Professor Pollock: Perhaps I could just touch on the Coventry Walsgrave PFI as an example of how PFI distorts decision-making. It started off as a £30 million refurbishment but it ended up as a £174 million new build because there was no public sector capital available. This had nothing to do with the health needs of the area; it was the need to make the project achievable on the basis of private finance. Coventry Walsgrave is very interesting because it was a relatively new hospital, at the time only 30 years old. This comes back again to the theme of PFI having been the only game in town for so long.
Q270 Chairman: Thank you very much. Dr Edwards?
Dr Edwards: Three points. First of all, PFI is a disaster; it is a waste of money. It is bound to be because the cost of capital to the private sector is at least twice that of the public sector. In the case of the Norfolk and Norwich University Hospital it was more than twice. The rate of interest paid on that hospital is 10%a year, on average, over 37 years of the contract whereas the public sector cost of capital is 4.3% per annum. Given that, the private sector must be more expensive in terms of financing hospitals. The transaction costs are higher and those are set out in paragraph 9 of my written evidence. The maintenance costs are higher as set out in paragraph 8 of my written evidence and that higher maintenance cost tendency is endorsed by the National Audit Office's evidence at paragraph 5.26. Allyson referred to affordability. Nowhere was that more true than the NNUH. In 1989, when the new hospital was more or less first proposed for Norwich, the number of beds stated to be required was 1,650. That was reduced by 1995 to 701 because they wanted to get approval on the basis of affordability because at that time PFI was seen to be the only show in town. Ultimately, once approval was gained, it was upped to just under 1,000 beds, 987, but that is 18% fewer beds than in the previous two old hospitals which that new one replaced. There is lots of evidence that is inadequate. What that means is the primary care trust has to buy beds from the private sector, which it has been doing, costing in 2007-08 over £1 million. So in addition to the rent being higher because of the higher cost of capital, the primary care trust is having to buy in beds from the local private hospital mostly, which is Spire.

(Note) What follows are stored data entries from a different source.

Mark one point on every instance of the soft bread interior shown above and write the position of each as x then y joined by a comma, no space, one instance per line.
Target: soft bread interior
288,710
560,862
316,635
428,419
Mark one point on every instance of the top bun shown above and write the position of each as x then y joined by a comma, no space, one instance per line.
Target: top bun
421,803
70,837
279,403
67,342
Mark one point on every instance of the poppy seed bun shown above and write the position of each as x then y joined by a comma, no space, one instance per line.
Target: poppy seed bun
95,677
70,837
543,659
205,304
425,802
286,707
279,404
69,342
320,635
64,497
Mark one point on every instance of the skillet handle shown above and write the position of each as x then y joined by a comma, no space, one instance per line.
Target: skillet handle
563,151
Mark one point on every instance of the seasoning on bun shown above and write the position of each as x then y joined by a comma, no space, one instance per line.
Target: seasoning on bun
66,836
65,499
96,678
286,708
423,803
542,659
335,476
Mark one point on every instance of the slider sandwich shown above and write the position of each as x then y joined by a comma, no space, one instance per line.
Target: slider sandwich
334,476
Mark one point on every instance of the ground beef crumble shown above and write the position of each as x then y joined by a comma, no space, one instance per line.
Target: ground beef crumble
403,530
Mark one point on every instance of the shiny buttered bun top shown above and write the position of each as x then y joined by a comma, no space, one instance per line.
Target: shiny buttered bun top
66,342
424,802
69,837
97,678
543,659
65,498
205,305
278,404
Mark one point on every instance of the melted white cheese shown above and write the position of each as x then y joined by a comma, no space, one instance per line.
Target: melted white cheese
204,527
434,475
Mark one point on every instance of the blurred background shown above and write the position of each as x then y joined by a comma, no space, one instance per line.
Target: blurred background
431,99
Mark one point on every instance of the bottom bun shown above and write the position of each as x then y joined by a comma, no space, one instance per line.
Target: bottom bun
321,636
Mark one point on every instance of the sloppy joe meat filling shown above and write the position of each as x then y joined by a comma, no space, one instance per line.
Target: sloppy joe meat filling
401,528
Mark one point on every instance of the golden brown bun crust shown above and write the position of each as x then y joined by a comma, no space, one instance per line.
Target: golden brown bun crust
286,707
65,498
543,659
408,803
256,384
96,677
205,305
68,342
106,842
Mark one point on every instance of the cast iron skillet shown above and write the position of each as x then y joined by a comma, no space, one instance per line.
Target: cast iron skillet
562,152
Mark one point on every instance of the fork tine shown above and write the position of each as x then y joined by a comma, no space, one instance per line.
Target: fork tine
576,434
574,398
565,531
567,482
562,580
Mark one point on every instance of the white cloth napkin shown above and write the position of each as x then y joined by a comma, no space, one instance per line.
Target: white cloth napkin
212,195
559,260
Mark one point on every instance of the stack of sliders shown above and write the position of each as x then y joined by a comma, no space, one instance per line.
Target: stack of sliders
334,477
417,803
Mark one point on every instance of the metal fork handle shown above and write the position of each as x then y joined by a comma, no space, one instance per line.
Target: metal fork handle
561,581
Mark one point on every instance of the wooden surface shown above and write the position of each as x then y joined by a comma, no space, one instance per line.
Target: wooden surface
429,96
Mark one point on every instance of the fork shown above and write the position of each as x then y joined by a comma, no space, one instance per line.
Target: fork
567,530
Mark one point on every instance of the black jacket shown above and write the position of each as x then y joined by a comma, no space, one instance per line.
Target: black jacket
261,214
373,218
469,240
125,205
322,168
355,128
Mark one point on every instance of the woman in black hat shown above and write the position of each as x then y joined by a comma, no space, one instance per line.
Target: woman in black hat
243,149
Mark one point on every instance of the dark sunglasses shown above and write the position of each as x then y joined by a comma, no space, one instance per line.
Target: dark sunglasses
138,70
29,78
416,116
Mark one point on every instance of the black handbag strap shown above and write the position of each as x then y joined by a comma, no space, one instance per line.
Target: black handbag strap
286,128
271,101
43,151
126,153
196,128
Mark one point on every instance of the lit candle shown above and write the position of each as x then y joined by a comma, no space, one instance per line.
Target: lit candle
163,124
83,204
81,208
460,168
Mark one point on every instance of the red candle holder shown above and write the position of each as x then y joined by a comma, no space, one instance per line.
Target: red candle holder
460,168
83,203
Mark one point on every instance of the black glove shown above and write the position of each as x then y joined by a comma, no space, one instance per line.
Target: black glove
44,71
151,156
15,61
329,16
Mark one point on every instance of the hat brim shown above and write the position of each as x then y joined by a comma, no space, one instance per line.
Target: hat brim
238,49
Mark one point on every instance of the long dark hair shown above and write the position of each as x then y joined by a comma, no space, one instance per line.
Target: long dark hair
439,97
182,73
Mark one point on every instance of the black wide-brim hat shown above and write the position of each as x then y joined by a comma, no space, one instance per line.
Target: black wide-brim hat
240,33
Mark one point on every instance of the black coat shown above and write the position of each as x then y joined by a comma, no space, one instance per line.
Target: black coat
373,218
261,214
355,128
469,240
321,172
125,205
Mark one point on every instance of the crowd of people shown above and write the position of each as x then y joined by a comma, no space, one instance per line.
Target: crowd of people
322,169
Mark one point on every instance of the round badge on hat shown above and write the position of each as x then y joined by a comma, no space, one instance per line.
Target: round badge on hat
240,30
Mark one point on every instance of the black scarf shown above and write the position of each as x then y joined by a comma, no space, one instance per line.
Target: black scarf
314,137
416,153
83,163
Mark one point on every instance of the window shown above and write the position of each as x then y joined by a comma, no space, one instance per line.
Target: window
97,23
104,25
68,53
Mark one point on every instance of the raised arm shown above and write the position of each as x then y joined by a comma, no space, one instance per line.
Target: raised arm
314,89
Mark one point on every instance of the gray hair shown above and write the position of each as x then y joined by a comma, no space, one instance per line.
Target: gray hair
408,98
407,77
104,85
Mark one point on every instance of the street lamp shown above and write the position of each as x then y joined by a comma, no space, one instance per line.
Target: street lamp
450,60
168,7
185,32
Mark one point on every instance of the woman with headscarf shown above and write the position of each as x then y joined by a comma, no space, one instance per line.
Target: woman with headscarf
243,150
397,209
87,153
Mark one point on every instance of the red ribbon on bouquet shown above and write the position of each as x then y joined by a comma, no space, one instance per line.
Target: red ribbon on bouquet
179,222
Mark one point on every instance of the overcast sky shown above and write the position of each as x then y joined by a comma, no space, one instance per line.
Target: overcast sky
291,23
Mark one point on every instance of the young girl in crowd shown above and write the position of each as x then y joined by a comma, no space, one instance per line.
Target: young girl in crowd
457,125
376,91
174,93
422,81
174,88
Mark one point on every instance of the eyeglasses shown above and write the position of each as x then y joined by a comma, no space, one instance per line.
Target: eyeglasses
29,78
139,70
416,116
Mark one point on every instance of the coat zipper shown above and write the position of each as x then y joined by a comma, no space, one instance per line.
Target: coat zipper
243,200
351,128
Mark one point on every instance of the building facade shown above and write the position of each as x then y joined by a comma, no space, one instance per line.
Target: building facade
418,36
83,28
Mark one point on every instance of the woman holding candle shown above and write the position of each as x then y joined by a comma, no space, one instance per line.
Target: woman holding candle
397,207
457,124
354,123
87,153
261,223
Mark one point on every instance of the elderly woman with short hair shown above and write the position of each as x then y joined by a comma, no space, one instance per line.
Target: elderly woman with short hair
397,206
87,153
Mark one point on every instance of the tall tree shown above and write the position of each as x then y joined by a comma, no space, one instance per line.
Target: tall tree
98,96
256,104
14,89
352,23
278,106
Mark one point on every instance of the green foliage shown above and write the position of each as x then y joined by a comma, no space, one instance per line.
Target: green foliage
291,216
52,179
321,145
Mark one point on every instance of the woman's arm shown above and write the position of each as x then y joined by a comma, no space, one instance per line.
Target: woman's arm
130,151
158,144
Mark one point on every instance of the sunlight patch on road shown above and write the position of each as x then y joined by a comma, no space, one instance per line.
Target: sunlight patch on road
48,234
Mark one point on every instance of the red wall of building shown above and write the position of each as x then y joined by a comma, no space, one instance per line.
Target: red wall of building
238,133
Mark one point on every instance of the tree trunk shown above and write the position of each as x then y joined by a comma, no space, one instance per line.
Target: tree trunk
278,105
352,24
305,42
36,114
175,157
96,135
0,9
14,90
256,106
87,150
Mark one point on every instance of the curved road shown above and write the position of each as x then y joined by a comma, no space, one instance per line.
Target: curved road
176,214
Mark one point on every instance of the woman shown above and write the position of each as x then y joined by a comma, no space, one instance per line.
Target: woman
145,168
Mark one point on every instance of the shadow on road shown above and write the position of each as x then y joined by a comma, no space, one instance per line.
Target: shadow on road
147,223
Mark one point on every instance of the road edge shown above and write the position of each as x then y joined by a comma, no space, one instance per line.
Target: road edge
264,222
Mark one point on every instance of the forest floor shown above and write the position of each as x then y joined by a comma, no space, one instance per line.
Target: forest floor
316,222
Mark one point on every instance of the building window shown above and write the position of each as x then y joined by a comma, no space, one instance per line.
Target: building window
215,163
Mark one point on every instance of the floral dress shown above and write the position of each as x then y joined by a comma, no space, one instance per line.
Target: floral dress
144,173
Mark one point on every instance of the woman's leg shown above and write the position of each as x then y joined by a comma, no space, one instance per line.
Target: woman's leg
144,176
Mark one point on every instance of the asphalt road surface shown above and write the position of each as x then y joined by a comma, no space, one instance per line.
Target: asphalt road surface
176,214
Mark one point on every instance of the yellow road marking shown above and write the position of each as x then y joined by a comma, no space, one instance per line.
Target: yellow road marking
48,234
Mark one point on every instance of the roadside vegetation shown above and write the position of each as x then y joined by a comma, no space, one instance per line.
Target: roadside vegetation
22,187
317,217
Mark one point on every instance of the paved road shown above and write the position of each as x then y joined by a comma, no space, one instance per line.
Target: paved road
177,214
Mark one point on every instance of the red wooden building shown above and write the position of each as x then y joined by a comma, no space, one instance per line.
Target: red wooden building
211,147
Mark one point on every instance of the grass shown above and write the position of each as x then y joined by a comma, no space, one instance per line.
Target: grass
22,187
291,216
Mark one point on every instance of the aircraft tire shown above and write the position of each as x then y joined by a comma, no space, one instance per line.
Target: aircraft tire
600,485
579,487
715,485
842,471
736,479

Professor Pollock: If I could just add to that, in Norfolk and Norwich, as you know, there was a community service strategy (which was completely dislocated from the acute hospital strategy) which also heralded a programme of small community hospital closures. It was kept completely separate but was absolutely related to the affordability issues, so one of the problems with these acute PFI hospitals is that they suck money in and then they drive the planning in the whole area so that much of the community re-provision that is supposed to occur does not occur because it is driven by the need to pay that unitary charge and make the hospital itself affordable. We have seen that repeatedly in hospitals up and down the country, the way in which vital community services, including services for people with learning difficulties, mental health, elderly and frail are actually closed or shut or not re-provided. You can see that from research in Scotland and in England.
Chairman: Could I just say we are intending to stop this session at quarter to four and we have a lot of questions to get through so could I ask you to be reasonably brief in your response to them. Lord Paul?